Npcap OEM works very well for educational institutions and we sell to colleges and universities all of the time. Most schools are nonprofits from a tax standpoint, but they usually still charge their students tuition and use that substantial revenue to pay for teachers, computers, software, etc. Some have endowments reaching tens of billions of dollars and tuitions of $50k+ per year. Of course not all schools are in such a rosy financial position, and not all businesses are flush with cash either. Some are losing money. If schools are on a super strict budget with hundreds of computers, maybe they could install Linux instead of Windows. Then they can use Wireshark and Libpcap and lots of other software for free. Also, unlimited copies of the demo Npcap can be used for free with Wireshark. It just takes like 3 clicks to install. If an organization can't or doesn't want to pay for Npcap OEM and it's silent installer, and they're not willing to deal with the "hassle" of clicking through the free version installer, maybe Npcap is not that important to them anyway.

Using AHK or another automation system to install and click through the free Npcap installer is not necessarily against the free/demo license if you download Npcap yourself and just install it on your own organization's systems (e.g. you aren't redistributing Npcap) and are only using Npcap for thoe 3 applications for which unlimited installs of the free version are allowed. If an organization truly can't afford Npcap (even though we think it's fairly cheap by software standards), I wouldn't fault them for doing this. If an organization could easily afford Npcap but uses this technique to avoid paying and contributing to Npcap's maintenance, I might consider them cheapskates or freeloaders, but it's still within their rights as long as they aren't violating Npcap's license.

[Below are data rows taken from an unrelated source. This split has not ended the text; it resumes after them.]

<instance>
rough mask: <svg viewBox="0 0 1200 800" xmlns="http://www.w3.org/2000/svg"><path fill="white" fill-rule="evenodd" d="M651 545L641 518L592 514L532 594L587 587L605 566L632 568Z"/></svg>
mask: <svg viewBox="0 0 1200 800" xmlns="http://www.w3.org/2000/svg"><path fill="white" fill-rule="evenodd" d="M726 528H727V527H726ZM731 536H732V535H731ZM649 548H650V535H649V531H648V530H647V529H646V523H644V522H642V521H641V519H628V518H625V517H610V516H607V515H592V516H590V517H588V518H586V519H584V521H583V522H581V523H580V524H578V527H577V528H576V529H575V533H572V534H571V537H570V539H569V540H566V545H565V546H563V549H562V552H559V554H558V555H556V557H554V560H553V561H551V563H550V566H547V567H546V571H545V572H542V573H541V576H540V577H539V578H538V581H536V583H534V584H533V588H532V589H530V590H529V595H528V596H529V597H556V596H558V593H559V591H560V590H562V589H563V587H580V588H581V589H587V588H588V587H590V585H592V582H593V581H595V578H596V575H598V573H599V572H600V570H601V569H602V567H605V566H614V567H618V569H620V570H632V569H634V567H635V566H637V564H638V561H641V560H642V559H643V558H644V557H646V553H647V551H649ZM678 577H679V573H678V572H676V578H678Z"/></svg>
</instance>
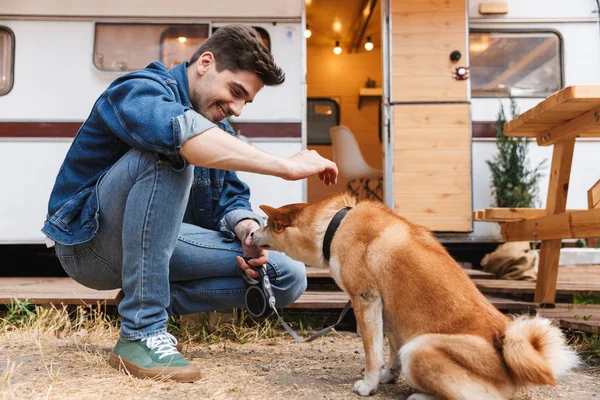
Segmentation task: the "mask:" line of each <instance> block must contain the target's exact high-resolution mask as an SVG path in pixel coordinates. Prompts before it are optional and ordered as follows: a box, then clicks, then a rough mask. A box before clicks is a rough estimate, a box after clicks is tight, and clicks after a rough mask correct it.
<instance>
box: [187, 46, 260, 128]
mask: <svg viewBox="0 0 600 400" xmlns="http://www.w3.org/2000/svg"><path fill="white" fill-rule="evenodd" d="M192 68H193V66H192ZM196 78H197V79H194V80H190V97H191V101H192V104H193V106H194V108H195V109H196V111H198V112H199V113H200V114H202V115H203V116H204V117H205V118H207V119H209V120H211V121H213V122H219V121H221V120H222V119H224V118H227V117H228V116H230V115H235V116H236V117H237V116H239V115H240V114H241V112H242V108H243V107H244V105H245V104H246V103H251V102H252V101H253V100H254V97H255V96H256V94H257V93H258V91H259V90H260V89H261V88H262V86H263V83H262V80H261V79H260V78H259V77H258V75H256V74H255V73H252V72H248V71H238V72H232V71H230V70H227V69H223V70H222V71H221V72H218V71H217V68H216V64H215V59H214V56H213V55H212V53H204V54H203V55H202V56H201V57H200V59H199V60H198V65H197V75H196Z"/></svg>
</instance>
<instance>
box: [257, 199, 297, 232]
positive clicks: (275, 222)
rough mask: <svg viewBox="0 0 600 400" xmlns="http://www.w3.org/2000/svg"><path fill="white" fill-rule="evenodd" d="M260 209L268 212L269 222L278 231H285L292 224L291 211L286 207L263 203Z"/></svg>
mask: <svg viewBox="0 0 600 400" xmlns="http://www.w3.org/2000/svg"><path fill="white" fill-rule="evenodd" d="M260 209H261V210H263V211H264V212H265V214H267V216H268V217H269V224H271V226H272V227H273V229H274V230H275V231H277V232H281V231H283V230H284V229H285V228H287V227H288V226H290V225H291V224H292V218H291V215H290V211H289V210H286V209H285V208H273V207H269V206H265V205H262V206H260Z"/></svg>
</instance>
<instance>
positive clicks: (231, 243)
mask: <svg viewBox="0 0 600 400" xmlns="http://www.w3.org/2000/svg"><path fill="white" fill-rule="evenodd" d="M192 179H193V166H188V167H186V168H185V169H184V170H182V171H176V170H174V169H173V168H172V167H171V164H169V163H166V162H163V161H161V160H160V159H159V158H158V156H157V155H156V154H154V153H147V152H140V151H138V150H130V151H129V152H128V153H127V154H125V155H124V156H123V157H122V158H121V159H120V160H119V161H118V162H117V163H116V164H115V165H114V166H113V167H112V168H111V169H110V170H109V171H108V173H107V174H106V175H104V176H103V177H102V179H101V180H100V182H99V184H98V191H97V194H98V201H99V207H100V210H99V213H100V214H99V218H100V220H99V223H100V224H99V230H98V233H97V234H96V235H95V236H94V237H93V238H92V239H91V240H90V241H89V242H85V243H81V244H76V245H62V244H60V243H57V245H56V253H57V255H58V258H59V259H60V262H61V264H62V266H63V268H64V269H65V271H66V272H67V274H69V276H71V277H72V278H73V279H74V280H75V281H77V282H79V283H81V284H82V285H84V286H87V287H90V288H93V289H99V290H107V289H116V288H123V294H124V298H123V300H122V301H121V303H120V304H119V314H120V315H121V317H122V322H121V336H123V337H124V338H125V339H128V340H137V339H143V338H146V337H150V336H154V335H156V334H159V333H163V332H165V331H166V322H167V316H168V315H169V314H170V315H180V314H190V313H197V312H204V311H212V310H217V309H222V308H244V292H245V284H244V280H243V278H242V277H241V271H240V270H239V268H238V267H237V264H236V262H235V257H236V256H238V255H241V254H242V248H241V244H240V242H239V241H234V242H228V241H225V240H224V237H223V236H222V235H221V233H219V232H216V231H212V230H208V229H203V228H200V227H198V226H195V225H191V224H185V223H182V220H183V214H184V212H185V208H186V205H187V201H188V196H189V193H190V188H191V183H192ZM267 273H268V276H269V279H270V281H271V284H272V285H273V289H274V293H275V297H276V301H277V305H278V306H283V305H287V304H290V303H292V302H294V301H295V300H296V299H297V298H298V297H300V295H301V294H302V293H303V292H304V290H305V289H306V271H305V266H304V264H302V263H300V262H297V261H294V260H292V259H290V258H289V257H287V256H285V255H284V254H282V253H278V252H274V251H271V252H269V263H268V265H267Z"/></svg>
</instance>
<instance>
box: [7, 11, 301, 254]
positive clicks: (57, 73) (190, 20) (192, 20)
mask: <svg viewBox="0 0 600 400" xmlns="http://www.w3.org/2000/svg"><path fill="white" fill-rule="evenodd" d="M302 10H303V4H302V3H301V2H300V1H298V0H291V1H290V0H284V1H281V0H276V1H275V0H264V1H253V2H247V3H239V2H233V1H220V2H200V3H199V2H197V1H183V2H178V3H177V4H173V3H165V2H163V1H143V2H141V1H114V0H109V1H107V2H104V3H102V4H100V3H98V4H96V3H93V4H92V3H88V2H82V3H77V4H75V3H73V2H72V1H54V2H47V1H44V0H39V1H38V0H34V1H29V2H25V3H23V2H14V1H10V0H1V1H0V77H1V78H0V79H1V80H0V170H1V171H2V172H1V173H0V187H2V188H3V189H2V190H1V192H2V195H1V196H0V244H4V245H7V244H13V245H14V244H19V245H20V244H42V243H44V235H43V234H42V233H41V232H40V229H41V226H42V224H43V222H44V220H45V217H46V212H47V204H48V197H49V194H50V191H51V188H52V185H53V183H54V180H55V178H56V175H57V172H58V169H59V168H60V165H61V162H62V160H63V158H64V155H65V154H66V151H67V150H68V148H69V145H70V143H71V141H72V139H73V137H74V136H75V135H76V133H77V131H78V129H79V127H80V126H81V124H82V123H83V121H85V119H86V118H87V116H88V114H89V112H90V110H91V109H92V106H93V104H94V102H95V100H96V98H97V97H98V96H99V95H100V94H101V93H102V91H103V90H104V89H106V87H107V86H108V85H109V84H110V83H111V82H112V81H113V80H114V79H116V78H117V77H119V76H121V75H122V74H125V73H127V72H128V71H131V70H135V69H140V68H144V67H145V66H146V65H147V64H149V63H150V62H151V61H154V60H159V61H161V62H163V63H164V64H165V65H167V66H174V65H176V64H179V63H181V62H183V61H185V60H187V59H189V57H190V56H191V54H192V53H193V52H194V51H195V50H196V49H197V48H198V46H199V45H200V44H201V43H202V42H203V41H204V40H205V39H206V38H208V36H209V35H210V34H211V33H212V32H213V31H214V30H215V29H218V28H219V26H222V25H224V24H227V23H230V22H241V23H244V24H248V25H250V26H253V27H255V28H256V29H257V30H258V31H259V32H260V33H261V36H262V37H263V40H264V41H265V44H266V45H267V46H268V47H269V48H270V51H271V52H272V54H273V56H274V58H275V60H276V61H277V63H278V64H279V65H280V66H281V67H282V69H283V70H284V71H285V73H286V81H285V83H284V84H283V85H281V86H278V87H274V88H271V87H267V88H265V89H264V90H262V91H261V92H260V93H259V95H258V96H257V98H256V99H255V101H254V102H253V103H252V104H249V105H248V106H247V107H245V108H244V111H243V114H242V116H241V117H239V118H232V121H231V122H232V125H233V126H234V129H235V130H236V131H237V132H238V133H239V134H240V135H241V137H242V138H245V139H246V140H248V141H249V142H250V143H251V144H252V145H254V146H256V147H258V148H260V149H263V150H264V151H267V152H271V153H275V154H279V155H282V156H286V155H287V156H291V155H292V154H294V153H296V152H298V151H300V150H301V149H302V148H303V147H304V145H305V144H304V141H303V140H304V139H303V138H304V137H305V134H304V133H303V130H304V128H305V127H304V126H303V124H302V121H303V115H304V114H305V111H304V108H303V107H304V104H305V101H304V99H305V94H304V93H305V78H304V77H305V71H304V67H303V66H304V64H305V63H304V59H303V57H304V52H303V48H304V36H303V31H304V29H303V28H302V26H303V24H302ZM240 175H241V177H242V179H244V180H245V181H246V182H248V184H249V185H250V187H251V190H252V202H253V205H254V206H256V208H258V205H260V204H273V205H283V204H287V203H297V202H301V201H303V200H304V198H305V187H304V186H305V183H303V182H288V181H284V180H281V179H276V178H273V177H267V176H260V175H255V174H240Z"/></svg>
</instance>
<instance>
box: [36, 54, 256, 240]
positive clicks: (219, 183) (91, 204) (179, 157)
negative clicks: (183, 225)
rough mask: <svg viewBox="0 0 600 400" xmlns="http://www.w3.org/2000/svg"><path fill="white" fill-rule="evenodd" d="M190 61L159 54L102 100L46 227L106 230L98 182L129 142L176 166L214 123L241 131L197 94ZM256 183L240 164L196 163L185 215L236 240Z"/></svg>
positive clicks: (52, 191) (92, 117)
mask: <svg viewBox="0 0 600 400" xmlns="http://www.w3.org/2000/svg"><path fill="white" fill-rule="evenodd" d="M187 65H188V64H187V63H183V64H181V65H179V66H177V67H175V68H172V69H170V70H168V69H166V68H165V66H164V65H162V64H161V63H158V62H155V63H152V64H150V65H148V66H147V67H146V68H145V69H143V70H139V71H134V72H131V73H129V74H126V75H124V76H121V77H119V78H118V79H116V80H115V81H114V82H113V83H112V84H111V85H110V86H109V87H108V89H106V91H105V92H104V93H102V95H101V96H100V97H99V98H98V100H96V103H95V104H94V107H93V108H92V111H91V113H90V115H89V117H88V119H87V120H86V121H85V123H84V124H83V126H82V127H81V128H80V129H79V132H77V135H76V136H75V139H74V140H73V143H72V144H71V147H70V149H69V151H68V152H67V156H66V157H65V160H64V161H63V164H62V166H61V168H60V170H59V172H58V176H57V178H56V182H55V184H54V188H53V189H52V193H51V195H50V200H49V203H48V214H47V217H46V221H45V223H44V226H43V228H42V232H43V233H44V234H45V235H46V236H48V237H49V238H50V239H53V240H55V241H57V242H59V243H63V244H76V243H83V242H87V241H88V240H90V239H91V238H92V237H93V236H94V235H95V234H96V232H97V231H98V211H99V210H98V196H97V183H98V181H99V180H100V178H101V177H102V176H103V174H105V173H106V172H107V171H108V170H109V169H110V167H111V166H112V165H113V164H115V163H116V162H117V160H119V159H120V158H121V157H122V156H123V155H124V154H125V153H126V152H127V151H129V149H131V148H136V149H139V150H142V151H151V152H155V153H158V154H159V156H160V157H161V158H163V159H165V160H168V161H169V162H171V163H172V167H173V168H174V169H177V170H179V169H182V168H184V167H185V166H186V160H185V159H184V158H183V157H182V156H181V154H180V150H181V146H182V145H183V144H184V143H185V142H186V141H187V140H188V139H190V138H192V137H194V136H196V135H198V134H200V133H202V132H204V131H206V130H207V129H210V128H212V127H214V126H218V127H219V128H221V129H223V130H225V131H227V132H228V133H230V134H232V135H233V129H232V128H231V126H230V125H229V123H228V122H227V121H226V120H223V121H221V122H219V123H218V124H215V123H213V122H211V121H209V120H208V119H206V118H204V117H203V116H202V115H200V114H199V113H197V112H196V111H195V110H194V109H193V107H192V104H191V102H190V98H189V86H188V81H187V73H186V68H187ZM249 199H250V190H249V188H248V186H247V185H246V184H245V183H243V182H242V181H241V180H240V179H239V178H238V177H237V175H236V174H235V172H232V171H223V170H216V169H208V168H201V167H196V168H195V169H194V182H193V184H192V190H191V193H190V198H189V202H188V208H187V210H186V213H185V217H184V221H185V222H188V223H192V224H196V225H198V226H201V227H203V228H206V229H212V230H220V231H221V232H223V234H224V235H225V237H226V238H227V239H229V240H233V239H234V238H235V235H234V233H233V227H234V226H235V224H237V222H239V221H240V220H242V219H247V218H251V219H255V220H256V221H257V222H259V223H261V222H262V221H261V218H260V217H259V216H258V215H257V214H255V213H253V212H252V209H251V206H250V201H249Z"/></svg>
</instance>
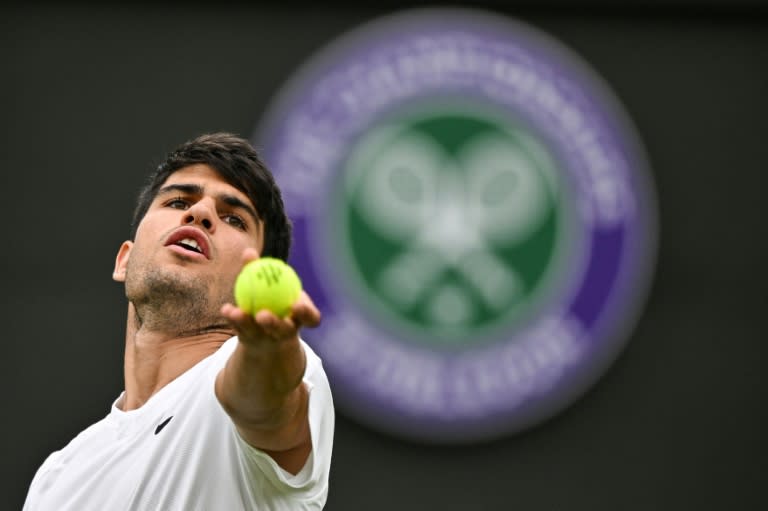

The good news is that many users and vendors who have been stuck with the unmaintained WinPcap for 8 years since the least release recognize the value Npcap provides and have shown themselves willing to pay for it. Enough that we're hoping to hire another developer this year!

Sorry for the long post, but I hope this helps explain our reasoning.

gsmitheidw commented 3 years ago

Thanks for clarifying, I think like many in education (and we're not in the league of the $50k+ per year fees category, we're government funded), we just used Wireshark and pcap was just a dependency that we didn't really give much thought to it as being all that distinct from Wireshark.

I wasn't sure what had changed with winpcap on chocolatey's community repo and just switched to win10pcap for a while and then that became unmaintained. I don't think many were actually aware npcap was actually a commercial package. Certainly I wasn't clear on that at all! I just thought the installer for winpcap was mistakenly missing a silent switch when setup compiled, rather than set deliberately so as to discourage unfair use by rich organisations.

Thanks for the time you put into replying, certainly I would be in favour of supporting the software financially to some degree, even though for our needs it is quite a small portion of our overall student computing courses.